All English, all talented, all courageous, all deserve more respect, all deserve more gratitude for their service to English football and their contribution to society. 

I recently posted about unconscious biases and showed that we all possess them and left unchallenged, they lead us to make unhealthy decisions both for us and others.

Bringing these biases into our consciousness and awareness is the first step, but awareness without action achieves nothing. We have to replace the false beliefs with the truth. 

History teaches us that we ignore bigotry at our peril as persecution and genocide begins with small steps that escalate so that the final dreadful steps are not an enormous leap but another small step in the process. The more familiar each stage of aggression becomes, the more ‘normal’ it becomes.

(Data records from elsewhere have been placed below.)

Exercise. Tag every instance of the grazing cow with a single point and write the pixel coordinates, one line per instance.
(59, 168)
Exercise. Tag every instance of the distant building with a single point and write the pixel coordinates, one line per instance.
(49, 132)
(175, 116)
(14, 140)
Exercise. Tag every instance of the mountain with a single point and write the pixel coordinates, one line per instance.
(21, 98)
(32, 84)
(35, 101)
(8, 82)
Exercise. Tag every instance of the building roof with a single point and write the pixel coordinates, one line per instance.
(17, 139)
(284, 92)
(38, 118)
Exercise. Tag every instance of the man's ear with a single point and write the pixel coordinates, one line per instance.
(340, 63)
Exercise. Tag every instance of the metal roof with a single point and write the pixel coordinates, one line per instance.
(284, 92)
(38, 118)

The Holocaust was not an isolated act emerging out of nowhere. In 1933 Jewish businesses were boycotted, books by Jewish authors were burnt, Jewish lawyers and teachers lost their jobs. 

Two years later, in 1935, Jews were stripped of their German citizenship and all their civil and political rights.

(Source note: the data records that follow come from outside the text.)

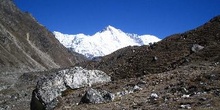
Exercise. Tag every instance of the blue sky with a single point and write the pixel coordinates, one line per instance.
(157, 17)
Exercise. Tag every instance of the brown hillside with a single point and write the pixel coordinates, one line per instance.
(170, 53)
(26, 45)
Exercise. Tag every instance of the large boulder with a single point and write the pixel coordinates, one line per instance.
(49, 88)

In 1938, these systemic steps of oppression led to Kristallnacht when Jewish homes, businesses and synagogues were attacked and for the first time the people themselves were subjected to violence. 

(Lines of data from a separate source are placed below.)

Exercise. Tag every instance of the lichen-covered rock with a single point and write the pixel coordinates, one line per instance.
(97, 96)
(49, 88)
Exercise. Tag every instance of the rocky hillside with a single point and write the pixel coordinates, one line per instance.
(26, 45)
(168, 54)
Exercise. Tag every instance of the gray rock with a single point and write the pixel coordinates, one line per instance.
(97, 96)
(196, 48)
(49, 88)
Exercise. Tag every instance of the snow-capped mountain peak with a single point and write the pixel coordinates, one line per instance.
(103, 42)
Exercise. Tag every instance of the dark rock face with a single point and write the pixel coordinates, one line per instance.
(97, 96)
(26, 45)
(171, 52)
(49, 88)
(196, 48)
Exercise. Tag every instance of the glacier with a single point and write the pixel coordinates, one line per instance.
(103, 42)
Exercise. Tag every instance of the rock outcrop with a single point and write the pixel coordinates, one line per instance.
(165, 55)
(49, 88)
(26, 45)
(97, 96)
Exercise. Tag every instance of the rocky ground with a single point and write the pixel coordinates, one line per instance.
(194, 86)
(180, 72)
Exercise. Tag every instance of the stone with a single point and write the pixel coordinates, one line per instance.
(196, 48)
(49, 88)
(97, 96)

As we now know, by the end of World War 2, millions of Jews and members of minority groups had been murdered in the worst act of genocide in history.  

For the past sixteen months since George Floyd’s murder, footballers have been taking the knee, yet black players are still subjected to racial abuse. Politicians call on social media companies to ‘do something’ while they ring their hands and pour out empty rhetoric condemning racism. Meanwhile, nothing changes. At the same time LGBT people suffer more homophobia and transphobia than ever; islamophobia and anti-Semitism are on the rise.

We can’t wait for things to change on their own because they won’t. It may seem like an enormous leap to compare today with 1930s and 1940s Europe, and I’m not suggesting anything happening today is remotely comparable to those awful atrocities. But nor was there an indication that burning books would lead to the systematic murder of millions a few years later. 

We need leadership from politicians and our communities, but individually, we have a duty to speak out and speak up. We can have a fairer, compassionate society for our children, and live in a world where difference is embraced. It will not happen if we are silent. We have to create it.